Up ahead, what used to be the tire tracks I was following were now just marks in the snow, but they were still easy to read. And when I took my eyes off the road for half a split second I could just see the top of the fire tower—where this Captain Scranton guy was supposed to be for some reason on a day like this—through the bare branches of the trees and the blowing white mess up above.

“The thing is this,” I said. “When something big comes over like this, Chief Hannon he wants everybody to do like he says, and just that: nothing else but what he says. I guess maybe was I running things maybe I’d want that too. But Chief Hannon he doesn’t want you figuring nothing out on your own. If he didn’t think of it, well it’s not a good idea. And say you try to come up with something just yourself, he can’t have it, see?”

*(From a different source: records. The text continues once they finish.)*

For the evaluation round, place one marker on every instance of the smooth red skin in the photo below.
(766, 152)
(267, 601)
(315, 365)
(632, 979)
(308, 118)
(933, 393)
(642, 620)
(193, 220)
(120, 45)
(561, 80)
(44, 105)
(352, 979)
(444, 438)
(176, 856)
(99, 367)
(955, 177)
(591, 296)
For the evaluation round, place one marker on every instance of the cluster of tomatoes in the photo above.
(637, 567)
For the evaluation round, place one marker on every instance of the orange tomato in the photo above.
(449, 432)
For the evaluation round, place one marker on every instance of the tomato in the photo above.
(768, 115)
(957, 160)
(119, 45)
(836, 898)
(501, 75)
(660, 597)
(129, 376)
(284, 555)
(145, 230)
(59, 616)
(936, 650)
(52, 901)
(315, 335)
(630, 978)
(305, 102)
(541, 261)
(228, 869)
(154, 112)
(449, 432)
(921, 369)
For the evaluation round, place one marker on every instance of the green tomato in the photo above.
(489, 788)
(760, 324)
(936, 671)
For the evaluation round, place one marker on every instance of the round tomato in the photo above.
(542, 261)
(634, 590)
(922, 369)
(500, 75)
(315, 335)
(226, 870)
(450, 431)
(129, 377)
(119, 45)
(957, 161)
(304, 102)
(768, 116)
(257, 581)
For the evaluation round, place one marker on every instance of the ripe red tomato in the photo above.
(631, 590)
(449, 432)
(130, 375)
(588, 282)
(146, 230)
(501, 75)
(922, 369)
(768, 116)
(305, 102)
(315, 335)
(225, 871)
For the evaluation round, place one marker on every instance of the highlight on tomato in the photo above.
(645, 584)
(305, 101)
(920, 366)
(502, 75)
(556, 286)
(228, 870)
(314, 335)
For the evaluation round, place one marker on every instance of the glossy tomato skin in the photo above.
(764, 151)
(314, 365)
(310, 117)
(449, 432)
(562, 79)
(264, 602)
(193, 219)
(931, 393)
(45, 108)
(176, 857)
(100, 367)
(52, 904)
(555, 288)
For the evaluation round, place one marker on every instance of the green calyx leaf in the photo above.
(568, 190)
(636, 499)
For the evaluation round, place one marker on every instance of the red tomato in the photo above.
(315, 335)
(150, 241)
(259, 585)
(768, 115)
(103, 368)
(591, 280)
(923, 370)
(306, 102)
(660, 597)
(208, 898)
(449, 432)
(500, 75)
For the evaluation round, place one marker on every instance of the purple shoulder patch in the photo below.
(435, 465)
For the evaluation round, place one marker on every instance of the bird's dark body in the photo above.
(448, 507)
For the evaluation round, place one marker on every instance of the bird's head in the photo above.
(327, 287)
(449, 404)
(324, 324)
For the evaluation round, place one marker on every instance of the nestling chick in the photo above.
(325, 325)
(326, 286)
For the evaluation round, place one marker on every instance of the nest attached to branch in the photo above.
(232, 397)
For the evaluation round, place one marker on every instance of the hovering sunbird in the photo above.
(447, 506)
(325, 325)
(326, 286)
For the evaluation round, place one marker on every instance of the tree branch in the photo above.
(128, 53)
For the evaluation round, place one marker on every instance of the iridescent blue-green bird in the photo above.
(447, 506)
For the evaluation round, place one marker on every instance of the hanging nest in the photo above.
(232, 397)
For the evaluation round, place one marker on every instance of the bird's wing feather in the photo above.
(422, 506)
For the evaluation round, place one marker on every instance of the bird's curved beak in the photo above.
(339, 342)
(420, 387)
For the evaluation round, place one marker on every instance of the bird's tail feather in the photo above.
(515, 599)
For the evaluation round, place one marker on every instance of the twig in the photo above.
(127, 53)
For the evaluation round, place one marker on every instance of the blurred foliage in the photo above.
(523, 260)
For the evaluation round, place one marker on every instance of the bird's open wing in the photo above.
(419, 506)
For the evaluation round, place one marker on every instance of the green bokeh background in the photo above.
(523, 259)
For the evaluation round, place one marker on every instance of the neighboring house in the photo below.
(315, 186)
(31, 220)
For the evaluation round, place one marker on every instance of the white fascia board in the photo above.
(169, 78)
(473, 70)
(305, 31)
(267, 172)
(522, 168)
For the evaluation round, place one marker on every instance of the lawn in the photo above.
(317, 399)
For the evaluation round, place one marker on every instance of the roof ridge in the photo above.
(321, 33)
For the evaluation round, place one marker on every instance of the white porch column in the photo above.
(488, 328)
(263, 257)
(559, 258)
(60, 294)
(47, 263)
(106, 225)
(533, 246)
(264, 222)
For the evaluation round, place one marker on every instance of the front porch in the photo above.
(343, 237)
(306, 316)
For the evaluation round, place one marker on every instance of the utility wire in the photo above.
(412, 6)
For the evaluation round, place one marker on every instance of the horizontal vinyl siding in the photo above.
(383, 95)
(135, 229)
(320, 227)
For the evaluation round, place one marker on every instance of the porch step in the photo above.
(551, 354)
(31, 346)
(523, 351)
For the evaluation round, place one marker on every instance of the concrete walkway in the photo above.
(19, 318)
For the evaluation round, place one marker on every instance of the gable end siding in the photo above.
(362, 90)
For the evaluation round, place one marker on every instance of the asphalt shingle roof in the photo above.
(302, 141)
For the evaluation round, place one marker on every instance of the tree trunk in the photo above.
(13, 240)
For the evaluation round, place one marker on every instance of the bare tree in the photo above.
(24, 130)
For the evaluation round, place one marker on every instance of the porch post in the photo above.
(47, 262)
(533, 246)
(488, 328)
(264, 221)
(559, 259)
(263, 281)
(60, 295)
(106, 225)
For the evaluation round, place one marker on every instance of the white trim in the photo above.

“I think so; I think I’ve worked for men like that.” She said
men
like it was a dirty word, but I guess she’d got a fair amount of trouble working with men—or trying to work with them. Me, I been a man most of my life. I started out as a little kid, like everybody else, but I been a man most of my life now, and I worked and lived with men in the Army—it was pretty much all men in the Army back then—and I never had a high opinion of us myself, so I could see why she said it like that.

“So when this armored car doesn’t show up on time, word comes out from Chief Hannon, he says do a roadblock at the edge of town there, then start working out, looking for the truck. And I’m the roadblock and that’s way out, just a couple miles maybe from the park here, only when I get out here I get word on the radio there’s a farmhouse not far from me, and the farmer says some guy there tried to steal his truck and he caught him doing it and he’s holding him at the end of a shotgun.”

“My goodness!”

“Yeah, that’s just what I said—something like that anyway.” I took the Jeep around a curve in the trail past the trees to a clearing and almost all of the fire tower came into view at the top of a rise, like some big tall metal-monster-giant standing up and facing into the snow. I shifted the Jeep into a lower gear and steadied the wheel to move up that rise as I talked.

“So I get on the radio and I tell the chief I ought to go check this out because it might be it’s got something to do with our missing armored car full of money. But he says I should just sit there on the roadblock and wait for someone to come along because that farmhouse it’s outside the city and he don’t want to bother with it.”

“But you thought you should?”

“Yeah, and I did more than think it. I drove over there and took a look and dam—uh—darned but this guy the farmer caught, he looks like one of our robbers.”

“You knew what they looked like?”

“Yeah, by then they found the armored car and got us a description, and this guy was one of them, but I could see tracks in the snow where the other one had drove off with the money.”